Instauration de l’alliance Australie – Royaume-Uni – Etats-Unis

L’esprit impérialiste s’exprime ouvertement et l’ennemi, c’est la Chine.

Le 15 septembre 2021 au soir, une conférence vidéo a réuni le président américain Joe Biden, le premier ministre britannique Boris Johnson et le premier ministre australien Scott Morrison. Il a été annoncé une alliance stratégique allant dans les sens d’une unification militaire pour la région indo-pacifique.

Plus précisément, l’alliance Australie – Etats-Unis – Royaume-Uni, présentée sous l’acronyme AUKUS, implique en effet un partage d’information et de technologie, une intégration des connaissances scientifiques liées à la défense et la sécurité ainsi que des bases industrielles et des chaînes d’approvisionnements.

En ce sens, les Etats-Unis vont fournir à l’Australie de quoi mettre en place des sous-marins à propulsion nucléaire ; la seule fois où un tel partage d’un tel type de connaissances a eu lieu, c’était pour le Royaume-Uni en 1958.

Les trois pays sont déjà membres de la  » Five Eyes alliance », avec la Nouvelle-Zélande et le Canada, une collaboration générale au niveau des services secrets. Cette fois, on rentre dans le dur puisqu’il s’agit ni plus ni moins que d’élever le niveau matériel de l’Australie sur le plan militaire dans le cadre de la future confrontation avec la Chine.

D’ailleurs, en plus des sous-marins eux-mêmes, la technologie nucléaire acquise peut également permettre à l’Australie d’aller dans le sens de posséder la bombe nucléaire, même si évidemment elle prétend actuellement ne pas vouloir de prolifération.

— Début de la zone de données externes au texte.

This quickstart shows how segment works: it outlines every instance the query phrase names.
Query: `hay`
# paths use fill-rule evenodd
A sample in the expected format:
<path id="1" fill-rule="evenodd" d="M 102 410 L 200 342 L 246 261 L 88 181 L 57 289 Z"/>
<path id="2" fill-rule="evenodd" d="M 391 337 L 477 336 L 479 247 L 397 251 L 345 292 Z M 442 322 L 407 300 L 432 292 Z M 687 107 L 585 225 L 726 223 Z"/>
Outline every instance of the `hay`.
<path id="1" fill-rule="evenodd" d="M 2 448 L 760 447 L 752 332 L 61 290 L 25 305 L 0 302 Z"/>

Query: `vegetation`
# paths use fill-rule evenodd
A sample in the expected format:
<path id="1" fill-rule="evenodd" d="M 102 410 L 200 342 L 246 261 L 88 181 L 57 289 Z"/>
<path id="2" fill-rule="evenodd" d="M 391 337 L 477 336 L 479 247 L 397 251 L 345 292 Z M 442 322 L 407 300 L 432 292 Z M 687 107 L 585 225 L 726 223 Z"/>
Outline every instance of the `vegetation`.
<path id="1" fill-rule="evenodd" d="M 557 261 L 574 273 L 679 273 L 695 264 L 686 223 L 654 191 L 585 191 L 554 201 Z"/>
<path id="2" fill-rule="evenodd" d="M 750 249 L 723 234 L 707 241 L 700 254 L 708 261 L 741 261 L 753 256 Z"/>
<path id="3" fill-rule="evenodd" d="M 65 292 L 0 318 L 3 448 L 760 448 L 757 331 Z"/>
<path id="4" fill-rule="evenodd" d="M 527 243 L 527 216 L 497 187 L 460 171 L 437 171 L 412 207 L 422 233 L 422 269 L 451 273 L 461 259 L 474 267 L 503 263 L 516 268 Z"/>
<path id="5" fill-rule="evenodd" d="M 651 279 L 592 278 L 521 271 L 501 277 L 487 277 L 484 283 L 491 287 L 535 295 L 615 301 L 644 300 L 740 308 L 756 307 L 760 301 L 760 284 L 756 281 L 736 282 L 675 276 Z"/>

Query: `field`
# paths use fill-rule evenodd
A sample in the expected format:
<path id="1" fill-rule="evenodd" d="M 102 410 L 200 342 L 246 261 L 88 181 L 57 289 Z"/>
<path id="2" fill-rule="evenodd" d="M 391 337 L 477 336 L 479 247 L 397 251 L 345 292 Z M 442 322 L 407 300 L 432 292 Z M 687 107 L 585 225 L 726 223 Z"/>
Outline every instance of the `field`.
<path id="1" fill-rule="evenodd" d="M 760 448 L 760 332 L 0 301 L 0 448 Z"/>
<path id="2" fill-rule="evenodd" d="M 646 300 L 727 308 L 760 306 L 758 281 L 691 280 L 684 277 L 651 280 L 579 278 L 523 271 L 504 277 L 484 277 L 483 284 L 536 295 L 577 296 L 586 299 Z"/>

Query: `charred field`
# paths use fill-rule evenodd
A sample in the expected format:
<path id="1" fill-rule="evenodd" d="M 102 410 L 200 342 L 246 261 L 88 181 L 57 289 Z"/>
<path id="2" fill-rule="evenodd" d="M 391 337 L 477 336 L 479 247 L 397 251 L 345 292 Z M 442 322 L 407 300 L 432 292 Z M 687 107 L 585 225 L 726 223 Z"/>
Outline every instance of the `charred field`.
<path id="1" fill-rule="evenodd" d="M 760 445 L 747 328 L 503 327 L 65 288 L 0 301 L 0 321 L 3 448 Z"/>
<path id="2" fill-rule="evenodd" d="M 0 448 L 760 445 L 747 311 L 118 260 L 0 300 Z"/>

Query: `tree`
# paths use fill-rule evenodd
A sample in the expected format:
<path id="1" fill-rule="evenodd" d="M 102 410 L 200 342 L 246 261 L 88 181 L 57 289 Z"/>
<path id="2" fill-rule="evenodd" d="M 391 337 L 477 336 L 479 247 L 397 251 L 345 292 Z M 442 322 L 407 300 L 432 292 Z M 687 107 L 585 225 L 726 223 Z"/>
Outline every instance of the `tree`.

On notera que cela implique également l’annulation de la commande effectuée il y a deux ans auprès de la France de douze sous-marins de ce type (pour 31 milliards d’euros). Cela ne peut que déplaire à la France. Et c’est très dangereux pour la Gauche en France, car cette situation va renforcer les excitations militaristes, les fantasmagories stratégiques, les velléités impérialistes d’aller à la guerre.

Car la superpuissance américaine ne veut pas perdre son hégémonie, la Chine veut devenir une superpuissance et obtenir l’hégémonie (le régime tente en ce moment de recadrer les esprits dans un sens nationaliste – étatique d’ailleurs). Le Royaume-Uni veut être aux premières loges de la victoire américaine espérée, d’où le BREXIT.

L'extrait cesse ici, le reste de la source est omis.